Revenue generation seems to be the latest mantra in Prasar Bharati. Is that why the organisation lobbied hard with the government to have laws favouring it where sports content, especially cricket, is concerned?

Why not? Prasar Bharati's reach among the masses, which is the target for the government, is maximum amongst all broadcasters present in India. And, what's the big issue with cricket?

That cricket is a big revenue earner for us is a big misconception. Moreover, the laws that you are referring to have been enacted by the government so that a huge chunk of the population that does not have access to cable and satellite TV gets to see quality sports, which may include cricket.

Do you think the employees' unions of Prasar Bharati will allow a proposed financial restructuring of the organisation?

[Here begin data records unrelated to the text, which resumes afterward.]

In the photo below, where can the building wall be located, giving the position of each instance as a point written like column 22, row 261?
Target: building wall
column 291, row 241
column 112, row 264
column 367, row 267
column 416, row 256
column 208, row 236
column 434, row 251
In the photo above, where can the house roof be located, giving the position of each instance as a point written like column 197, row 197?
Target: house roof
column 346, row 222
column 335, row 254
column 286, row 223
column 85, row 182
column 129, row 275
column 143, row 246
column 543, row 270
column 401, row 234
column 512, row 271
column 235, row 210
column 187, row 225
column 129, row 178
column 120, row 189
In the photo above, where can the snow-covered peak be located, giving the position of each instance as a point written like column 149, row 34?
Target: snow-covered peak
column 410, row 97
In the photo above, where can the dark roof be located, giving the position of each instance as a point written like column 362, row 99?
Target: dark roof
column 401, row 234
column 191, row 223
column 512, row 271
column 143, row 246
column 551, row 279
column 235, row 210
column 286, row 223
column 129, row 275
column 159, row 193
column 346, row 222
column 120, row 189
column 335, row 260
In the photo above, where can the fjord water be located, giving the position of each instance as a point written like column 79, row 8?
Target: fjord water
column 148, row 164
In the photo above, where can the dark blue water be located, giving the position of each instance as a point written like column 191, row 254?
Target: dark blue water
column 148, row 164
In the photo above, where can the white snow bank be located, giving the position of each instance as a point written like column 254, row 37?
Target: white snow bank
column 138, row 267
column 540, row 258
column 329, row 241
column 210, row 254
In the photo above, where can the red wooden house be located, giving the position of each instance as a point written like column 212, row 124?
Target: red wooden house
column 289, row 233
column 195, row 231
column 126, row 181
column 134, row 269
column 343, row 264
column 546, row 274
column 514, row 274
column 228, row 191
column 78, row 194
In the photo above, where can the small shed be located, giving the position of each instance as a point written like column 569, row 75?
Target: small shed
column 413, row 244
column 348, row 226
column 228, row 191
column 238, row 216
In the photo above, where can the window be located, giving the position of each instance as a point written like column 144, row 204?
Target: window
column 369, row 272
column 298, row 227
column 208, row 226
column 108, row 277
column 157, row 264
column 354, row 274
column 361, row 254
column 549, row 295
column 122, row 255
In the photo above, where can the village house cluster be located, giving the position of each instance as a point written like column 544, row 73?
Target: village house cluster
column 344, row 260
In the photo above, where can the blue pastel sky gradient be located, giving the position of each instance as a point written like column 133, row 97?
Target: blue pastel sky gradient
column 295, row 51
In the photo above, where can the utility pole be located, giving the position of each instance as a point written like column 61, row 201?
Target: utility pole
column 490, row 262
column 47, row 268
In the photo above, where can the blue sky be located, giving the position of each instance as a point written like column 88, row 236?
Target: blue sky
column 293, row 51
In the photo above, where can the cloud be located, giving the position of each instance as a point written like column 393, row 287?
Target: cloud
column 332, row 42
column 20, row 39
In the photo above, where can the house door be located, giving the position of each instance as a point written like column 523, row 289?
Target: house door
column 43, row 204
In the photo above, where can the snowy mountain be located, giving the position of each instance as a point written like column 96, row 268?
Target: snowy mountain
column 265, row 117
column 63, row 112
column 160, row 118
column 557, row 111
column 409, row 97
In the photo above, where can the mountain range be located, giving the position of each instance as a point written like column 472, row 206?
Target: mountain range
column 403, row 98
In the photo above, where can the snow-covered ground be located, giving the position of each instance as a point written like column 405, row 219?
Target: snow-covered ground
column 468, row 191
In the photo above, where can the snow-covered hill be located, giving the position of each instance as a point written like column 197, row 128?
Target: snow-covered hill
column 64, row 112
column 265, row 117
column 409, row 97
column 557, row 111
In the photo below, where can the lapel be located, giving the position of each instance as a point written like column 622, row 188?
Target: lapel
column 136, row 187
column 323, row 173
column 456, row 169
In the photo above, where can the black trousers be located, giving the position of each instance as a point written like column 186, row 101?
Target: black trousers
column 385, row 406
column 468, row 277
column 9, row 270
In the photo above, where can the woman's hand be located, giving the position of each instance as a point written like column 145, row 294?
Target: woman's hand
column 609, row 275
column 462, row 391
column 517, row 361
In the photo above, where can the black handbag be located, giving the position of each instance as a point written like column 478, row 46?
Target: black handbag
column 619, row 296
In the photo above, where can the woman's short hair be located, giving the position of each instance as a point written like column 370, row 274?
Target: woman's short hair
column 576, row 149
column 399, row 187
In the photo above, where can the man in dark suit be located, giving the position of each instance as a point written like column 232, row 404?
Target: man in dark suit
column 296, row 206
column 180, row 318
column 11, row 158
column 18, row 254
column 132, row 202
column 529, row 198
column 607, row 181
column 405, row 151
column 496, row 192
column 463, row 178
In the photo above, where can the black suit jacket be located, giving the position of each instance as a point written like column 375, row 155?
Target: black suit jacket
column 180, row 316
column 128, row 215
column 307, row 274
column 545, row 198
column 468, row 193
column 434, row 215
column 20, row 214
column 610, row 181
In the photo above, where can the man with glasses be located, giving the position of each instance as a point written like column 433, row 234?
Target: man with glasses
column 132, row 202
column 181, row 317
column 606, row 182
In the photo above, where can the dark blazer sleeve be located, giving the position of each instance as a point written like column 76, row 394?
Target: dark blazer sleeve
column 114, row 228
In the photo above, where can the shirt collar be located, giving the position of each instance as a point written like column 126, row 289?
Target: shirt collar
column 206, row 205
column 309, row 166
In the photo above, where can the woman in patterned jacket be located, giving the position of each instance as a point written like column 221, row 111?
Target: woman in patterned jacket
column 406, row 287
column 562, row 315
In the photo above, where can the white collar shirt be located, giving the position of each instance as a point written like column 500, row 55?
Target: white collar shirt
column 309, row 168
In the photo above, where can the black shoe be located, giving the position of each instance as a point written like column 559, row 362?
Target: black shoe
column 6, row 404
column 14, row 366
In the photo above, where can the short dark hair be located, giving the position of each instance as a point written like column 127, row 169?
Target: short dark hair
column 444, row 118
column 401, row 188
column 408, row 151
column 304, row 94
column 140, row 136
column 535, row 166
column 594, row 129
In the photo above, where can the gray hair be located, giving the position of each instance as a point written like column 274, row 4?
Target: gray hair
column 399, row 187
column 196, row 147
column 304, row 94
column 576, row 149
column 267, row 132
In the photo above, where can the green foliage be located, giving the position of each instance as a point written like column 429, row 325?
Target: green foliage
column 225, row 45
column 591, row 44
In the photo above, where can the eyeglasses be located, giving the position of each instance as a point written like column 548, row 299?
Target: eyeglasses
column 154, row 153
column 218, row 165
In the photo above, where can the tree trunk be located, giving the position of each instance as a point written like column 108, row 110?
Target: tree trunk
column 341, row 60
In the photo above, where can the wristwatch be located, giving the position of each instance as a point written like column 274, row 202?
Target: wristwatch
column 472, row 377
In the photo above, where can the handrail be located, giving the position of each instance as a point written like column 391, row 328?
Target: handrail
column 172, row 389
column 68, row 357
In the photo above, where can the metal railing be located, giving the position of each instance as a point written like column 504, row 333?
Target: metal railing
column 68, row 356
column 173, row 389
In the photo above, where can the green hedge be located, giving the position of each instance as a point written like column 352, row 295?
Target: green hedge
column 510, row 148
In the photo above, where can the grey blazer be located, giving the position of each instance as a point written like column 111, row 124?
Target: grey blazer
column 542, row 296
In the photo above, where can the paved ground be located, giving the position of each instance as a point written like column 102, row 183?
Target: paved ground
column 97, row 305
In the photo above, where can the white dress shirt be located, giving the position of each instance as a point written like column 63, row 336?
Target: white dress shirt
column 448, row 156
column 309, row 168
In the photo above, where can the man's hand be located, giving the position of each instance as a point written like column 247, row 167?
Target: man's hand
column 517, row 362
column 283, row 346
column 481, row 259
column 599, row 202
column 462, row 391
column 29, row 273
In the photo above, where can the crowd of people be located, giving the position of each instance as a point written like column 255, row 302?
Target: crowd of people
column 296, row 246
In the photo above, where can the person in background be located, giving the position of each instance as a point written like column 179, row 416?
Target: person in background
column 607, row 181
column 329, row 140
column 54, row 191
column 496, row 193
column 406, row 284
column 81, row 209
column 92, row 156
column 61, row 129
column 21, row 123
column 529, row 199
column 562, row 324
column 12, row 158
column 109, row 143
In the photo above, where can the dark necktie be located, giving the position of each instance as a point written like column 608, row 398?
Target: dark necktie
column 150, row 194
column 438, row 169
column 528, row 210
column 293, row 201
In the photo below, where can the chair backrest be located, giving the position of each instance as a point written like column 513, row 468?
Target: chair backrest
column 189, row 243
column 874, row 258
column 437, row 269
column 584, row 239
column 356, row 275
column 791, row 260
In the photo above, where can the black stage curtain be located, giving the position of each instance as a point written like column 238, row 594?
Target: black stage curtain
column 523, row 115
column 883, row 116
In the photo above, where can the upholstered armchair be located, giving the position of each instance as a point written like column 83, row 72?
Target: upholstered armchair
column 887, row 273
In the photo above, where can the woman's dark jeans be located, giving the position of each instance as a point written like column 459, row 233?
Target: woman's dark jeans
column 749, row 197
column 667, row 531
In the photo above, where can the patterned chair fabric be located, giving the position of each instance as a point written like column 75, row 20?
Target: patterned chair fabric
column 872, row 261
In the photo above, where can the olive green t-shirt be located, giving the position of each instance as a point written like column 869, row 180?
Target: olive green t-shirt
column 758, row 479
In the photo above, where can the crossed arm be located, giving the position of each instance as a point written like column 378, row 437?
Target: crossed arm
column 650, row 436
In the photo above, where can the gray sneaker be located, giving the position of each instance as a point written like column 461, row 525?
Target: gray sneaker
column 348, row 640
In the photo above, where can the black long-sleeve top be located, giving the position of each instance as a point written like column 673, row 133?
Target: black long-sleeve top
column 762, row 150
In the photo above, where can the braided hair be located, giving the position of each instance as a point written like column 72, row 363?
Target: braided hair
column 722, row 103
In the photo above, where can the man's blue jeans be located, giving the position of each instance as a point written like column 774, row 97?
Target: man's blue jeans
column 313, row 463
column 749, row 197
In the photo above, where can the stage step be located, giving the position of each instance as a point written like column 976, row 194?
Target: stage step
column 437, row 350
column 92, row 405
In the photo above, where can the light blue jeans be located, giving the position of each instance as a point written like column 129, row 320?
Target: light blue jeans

The restructuring will be good for the organisation and the employees' unions [that had petitioned the Prime Minister earlier this year to dismantle Prasar Bharati's existing autonomous structure] too are supporting the move now.

They were afraid for their salaries and perks, but have realised that a restructuring will make Prasar Bharati fighting fit, allowing it also to tap the capital market and other institutions for funds.

What are the other benefits of the financial restructuring of Prasar Bharati being proposed by the government?

First and foremost, such a restructuring enables an organisation to tap the various sources of funds as government backing would lessen over a period of time as part of recommendations made in the Tenth Five Year Plan, which is likely to be included in the next Plan period also.

The restructuring will also help Prasar Bharati go public if need be. But don't ask me how and when because such issues can only be addressed when the time comes.